Convert Figma logo to code with AI

linkedin logoqark

Tool to look for several security related Android application vulnerabilities

3,192
643
3,192
78

Top Related Projects

The Mobile Application Security Testing Guide (MASTG) is a comprehensive manual for mobile app security testing and reverse engineering. It describes the technical processes for verifying the controls listed in the OWASP Mobile Application Security Verification Standard (MASVS).

Mobile Security Framework (MobSF) is an automated, all-in-one mobile application (Android/iOS/Windows) pen-testing, malware analysis and security assessment framework capable of performing static and dynamic analysis.

AndroBugs Framework is an efficient Android vulnerability scanner that helps developers or hackers find potential security vulnerabilities in Android applications.

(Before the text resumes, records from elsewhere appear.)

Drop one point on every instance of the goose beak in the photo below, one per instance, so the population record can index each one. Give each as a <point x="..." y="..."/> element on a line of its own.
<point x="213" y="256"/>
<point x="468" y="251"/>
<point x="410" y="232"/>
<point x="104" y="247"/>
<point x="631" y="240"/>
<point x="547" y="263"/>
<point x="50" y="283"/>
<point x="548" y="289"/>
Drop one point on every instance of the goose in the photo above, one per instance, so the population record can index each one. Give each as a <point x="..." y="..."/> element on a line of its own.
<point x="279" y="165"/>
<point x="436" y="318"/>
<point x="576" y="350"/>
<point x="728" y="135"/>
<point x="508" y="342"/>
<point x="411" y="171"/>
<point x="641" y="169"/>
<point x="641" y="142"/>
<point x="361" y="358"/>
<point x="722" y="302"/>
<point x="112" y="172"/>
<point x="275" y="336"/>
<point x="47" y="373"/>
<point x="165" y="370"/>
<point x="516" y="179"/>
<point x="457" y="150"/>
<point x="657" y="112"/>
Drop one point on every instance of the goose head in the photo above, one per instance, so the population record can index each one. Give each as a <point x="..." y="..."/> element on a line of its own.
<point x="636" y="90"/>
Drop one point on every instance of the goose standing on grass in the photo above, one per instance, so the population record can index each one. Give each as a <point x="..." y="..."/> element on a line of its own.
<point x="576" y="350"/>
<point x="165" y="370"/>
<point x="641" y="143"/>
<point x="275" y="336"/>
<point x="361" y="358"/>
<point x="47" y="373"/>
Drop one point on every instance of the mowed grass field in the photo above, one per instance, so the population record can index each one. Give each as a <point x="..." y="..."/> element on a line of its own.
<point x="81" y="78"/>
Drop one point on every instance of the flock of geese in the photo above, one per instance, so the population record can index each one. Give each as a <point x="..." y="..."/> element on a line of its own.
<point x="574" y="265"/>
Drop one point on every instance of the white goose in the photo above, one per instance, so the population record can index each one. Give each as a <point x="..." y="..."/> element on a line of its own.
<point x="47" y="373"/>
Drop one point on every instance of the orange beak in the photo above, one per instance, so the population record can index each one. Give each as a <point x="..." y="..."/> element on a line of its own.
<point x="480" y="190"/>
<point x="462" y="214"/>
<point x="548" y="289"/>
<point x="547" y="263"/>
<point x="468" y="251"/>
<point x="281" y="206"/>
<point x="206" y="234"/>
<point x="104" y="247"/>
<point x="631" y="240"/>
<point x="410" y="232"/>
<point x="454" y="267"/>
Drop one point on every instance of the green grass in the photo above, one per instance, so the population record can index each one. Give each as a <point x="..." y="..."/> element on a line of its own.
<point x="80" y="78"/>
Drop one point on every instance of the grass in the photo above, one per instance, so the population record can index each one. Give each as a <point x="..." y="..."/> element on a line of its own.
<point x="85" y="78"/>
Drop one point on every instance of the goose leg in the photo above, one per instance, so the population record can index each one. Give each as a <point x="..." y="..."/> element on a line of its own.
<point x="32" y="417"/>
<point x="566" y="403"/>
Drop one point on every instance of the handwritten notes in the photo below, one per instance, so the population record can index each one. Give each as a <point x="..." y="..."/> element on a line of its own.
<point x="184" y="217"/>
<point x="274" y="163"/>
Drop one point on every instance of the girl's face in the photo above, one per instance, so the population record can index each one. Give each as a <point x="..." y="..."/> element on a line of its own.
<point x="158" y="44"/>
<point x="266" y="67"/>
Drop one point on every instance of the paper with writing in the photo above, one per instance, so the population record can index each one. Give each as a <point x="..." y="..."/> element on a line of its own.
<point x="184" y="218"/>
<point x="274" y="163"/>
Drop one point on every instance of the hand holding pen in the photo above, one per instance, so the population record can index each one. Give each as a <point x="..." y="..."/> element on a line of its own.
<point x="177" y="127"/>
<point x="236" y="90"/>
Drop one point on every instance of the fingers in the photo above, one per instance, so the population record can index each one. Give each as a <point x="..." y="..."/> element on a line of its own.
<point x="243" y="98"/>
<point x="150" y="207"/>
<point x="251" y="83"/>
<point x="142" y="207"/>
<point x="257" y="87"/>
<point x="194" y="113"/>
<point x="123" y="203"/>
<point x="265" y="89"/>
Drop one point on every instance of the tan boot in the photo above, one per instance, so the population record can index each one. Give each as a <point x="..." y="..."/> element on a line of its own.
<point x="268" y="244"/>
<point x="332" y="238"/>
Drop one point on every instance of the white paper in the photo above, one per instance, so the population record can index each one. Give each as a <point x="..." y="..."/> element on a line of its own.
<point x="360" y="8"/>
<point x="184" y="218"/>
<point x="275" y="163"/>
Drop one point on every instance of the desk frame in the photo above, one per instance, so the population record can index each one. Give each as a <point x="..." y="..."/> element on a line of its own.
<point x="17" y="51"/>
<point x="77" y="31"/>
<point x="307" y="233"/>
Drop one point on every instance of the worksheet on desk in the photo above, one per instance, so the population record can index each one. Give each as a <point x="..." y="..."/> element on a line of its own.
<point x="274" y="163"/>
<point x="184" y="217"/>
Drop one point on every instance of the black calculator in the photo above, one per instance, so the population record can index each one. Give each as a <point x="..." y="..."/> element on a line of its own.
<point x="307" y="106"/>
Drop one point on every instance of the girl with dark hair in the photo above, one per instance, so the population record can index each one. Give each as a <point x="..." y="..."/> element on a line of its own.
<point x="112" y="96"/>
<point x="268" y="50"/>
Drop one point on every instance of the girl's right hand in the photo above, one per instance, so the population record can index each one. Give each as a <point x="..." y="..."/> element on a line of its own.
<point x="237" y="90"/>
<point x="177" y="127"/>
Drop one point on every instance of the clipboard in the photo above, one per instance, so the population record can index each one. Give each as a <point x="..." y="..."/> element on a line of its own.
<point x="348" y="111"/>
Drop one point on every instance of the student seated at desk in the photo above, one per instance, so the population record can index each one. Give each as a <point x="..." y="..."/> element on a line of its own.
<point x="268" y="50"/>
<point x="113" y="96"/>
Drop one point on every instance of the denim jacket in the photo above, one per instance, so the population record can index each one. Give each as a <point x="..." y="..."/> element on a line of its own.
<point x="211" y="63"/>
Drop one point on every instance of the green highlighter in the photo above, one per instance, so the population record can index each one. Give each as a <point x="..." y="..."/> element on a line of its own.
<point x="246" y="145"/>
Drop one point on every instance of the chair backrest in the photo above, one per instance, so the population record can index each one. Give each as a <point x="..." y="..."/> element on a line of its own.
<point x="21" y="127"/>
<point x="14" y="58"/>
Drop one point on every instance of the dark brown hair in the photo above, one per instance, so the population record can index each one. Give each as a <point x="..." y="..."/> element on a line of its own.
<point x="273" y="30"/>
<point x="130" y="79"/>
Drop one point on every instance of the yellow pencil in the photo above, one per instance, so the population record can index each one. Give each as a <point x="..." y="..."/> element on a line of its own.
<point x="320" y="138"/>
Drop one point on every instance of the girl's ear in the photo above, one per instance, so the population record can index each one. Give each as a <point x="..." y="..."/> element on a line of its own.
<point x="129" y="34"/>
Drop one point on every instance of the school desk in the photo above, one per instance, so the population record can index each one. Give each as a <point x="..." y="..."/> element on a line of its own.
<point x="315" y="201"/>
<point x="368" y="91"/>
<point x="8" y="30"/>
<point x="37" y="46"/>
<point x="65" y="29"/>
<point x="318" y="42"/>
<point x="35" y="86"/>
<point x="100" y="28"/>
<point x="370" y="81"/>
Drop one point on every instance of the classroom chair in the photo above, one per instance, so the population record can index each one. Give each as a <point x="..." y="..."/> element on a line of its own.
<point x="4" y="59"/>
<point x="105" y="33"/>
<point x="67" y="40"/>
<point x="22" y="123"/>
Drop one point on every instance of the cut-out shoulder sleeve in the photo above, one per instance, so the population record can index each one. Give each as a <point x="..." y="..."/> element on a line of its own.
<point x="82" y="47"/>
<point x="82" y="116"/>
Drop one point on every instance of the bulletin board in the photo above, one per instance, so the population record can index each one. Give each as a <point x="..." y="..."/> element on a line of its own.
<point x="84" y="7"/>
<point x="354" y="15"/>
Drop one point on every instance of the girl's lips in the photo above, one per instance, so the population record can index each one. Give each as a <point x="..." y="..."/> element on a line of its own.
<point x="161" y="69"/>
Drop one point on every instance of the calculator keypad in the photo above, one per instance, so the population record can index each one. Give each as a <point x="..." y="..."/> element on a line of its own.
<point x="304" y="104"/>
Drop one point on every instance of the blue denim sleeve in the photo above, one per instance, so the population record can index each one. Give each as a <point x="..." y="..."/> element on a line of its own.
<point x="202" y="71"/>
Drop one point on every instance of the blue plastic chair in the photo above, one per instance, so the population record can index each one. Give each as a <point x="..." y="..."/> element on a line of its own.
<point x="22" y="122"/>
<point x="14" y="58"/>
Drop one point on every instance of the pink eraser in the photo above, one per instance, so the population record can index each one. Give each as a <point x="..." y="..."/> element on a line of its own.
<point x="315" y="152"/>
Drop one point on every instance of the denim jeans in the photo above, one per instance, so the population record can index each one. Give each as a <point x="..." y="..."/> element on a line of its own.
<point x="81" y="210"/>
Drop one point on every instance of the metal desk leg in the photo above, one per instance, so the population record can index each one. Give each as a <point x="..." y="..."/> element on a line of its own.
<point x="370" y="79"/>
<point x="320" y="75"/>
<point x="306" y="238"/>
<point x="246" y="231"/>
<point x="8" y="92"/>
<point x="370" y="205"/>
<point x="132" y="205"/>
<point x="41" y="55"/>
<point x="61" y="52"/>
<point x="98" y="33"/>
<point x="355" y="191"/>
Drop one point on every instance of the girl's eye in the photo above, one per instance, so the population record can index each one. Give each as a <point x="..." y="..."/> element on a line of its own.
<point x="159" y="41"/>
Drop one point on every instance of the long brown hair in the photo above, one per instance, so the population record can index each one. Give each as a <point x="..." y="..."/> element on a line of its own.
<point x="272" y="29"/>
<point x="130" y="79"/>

No need to install on Windows.

Android Vulnerability Test Suite - In the spirit of open data collection, and with the help of the community, let's take a pulse on the state of Android security. NowSecure presents an on-device app to test for recent device vulnerabilities.

Quick Overview

QARK (Quick Android Review Kit) is an open-source tool designed to detect security vulnerabilities in Android applications. It performs static code analysis on Android source code and compiled APKs, identifying potential security issues and providing detailed reports to help developers improve their app's security.

Pros

  • Comprehensive security analysis for Android apps
  • Supports both source code and compiled APK analysis
  • Provides detailed reports with explanations and remediation suggestions
  • Integrates well with CI/CD pipelines for automated security checks

Cons

  • May produce false positives, requiring manual verification
  • Limited updates and maintenance in recent years
  • Can be resource-intensive for large projects
  • Requires some setup and configuration for optimal use

Getting Started

To get started with QARK, follow these steps:

  1. Install QARK using pip:

    pip install qark
    
  2. Run QARK on an Android project:

    qark --apk path/to/your/app.apk
    

    Or for source code analysis:

    qark --java path/to/your/project/src
    
  3. Review the generated report in the output directory for identified vulnerabilities and recommendations.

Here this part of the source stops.